Being a Marine wife has been an exciting and unforgettable adventure, according to Karen. After 37 years, the corporal she married is now retiring as a colonel.

“The Marine Corps was a huge influence on him since he enlisted at a young age,” said Karen. “He’s had many mentors over the years to help him become the successful person he is today, and I believe he will miss the Marine Corps immensely.”

Adjusting to civilian life will take some time for Wright because he has spent many years wearing the uniform, according to his wife.

Many Marines inspired Wright throughout the years, but one of the most influential in his life was Maj. Gen. George M. Karamarkovich, according to Wright.

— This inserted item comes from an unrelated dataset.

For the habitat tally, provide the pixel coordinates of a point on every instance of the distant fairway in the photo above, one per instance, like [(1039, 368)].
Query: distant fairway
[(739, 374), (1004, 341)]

As a staff sergeant, Wright served with Karamarkovich while he was a squadron commander and again when Karamarkovich was the commanding general of 1st Marine Aircraft Wing, III Marine Expeditionary Force. Karamarkovich encouraged Wright to become a warrant officer and later a commissioned officer.

Other Marines Wright cites as mentors include junior officers who helped him early in his enlisted career, commandants who led the Marine Corps through trying times, and Maj. Gen. Peter J. Talleri, the commanding general of MCIPAC and Marine Corps Base Camp Butler.

“Maj. Gen. Talleri is a very sound leader whom I try to emulate as best I can,” said Wright. “He is a superb general officer and a tremendous force for the Marine Corps.”

Wright is a reliable Marine who always works to the best of his ability, and it is an honor to serve with him, according to Talleri.

“Some men were destined to be Marines, and there is no doubt that Wright is one of those men,” said Talleri. “This is the life he was meant to live, and he has done it well. I know he has done a lot for his family and himself, but at the end of the day, he has done so much for our nation.”

As Wright’s career comes to a close, he has some advice to offer all Marines, current and future.

“Don’t be an opportunist – create the opportunity,” said Wright. “Be the participant you need to be in the Marine Corps, do it for the institution and not for yourself – in time, it will come back to you. Don’t be satisfied with what is in your resume right now – always seek to improve yourself. Go to college – it will benefit you whether you want to stay in the Marine Corps or not. Encourage others to improve themselves. Finally, do not develop a zero-defect personality – people are going to make mistakes, and it is up to you as a leader or future leader to respond and help them when they fall short.”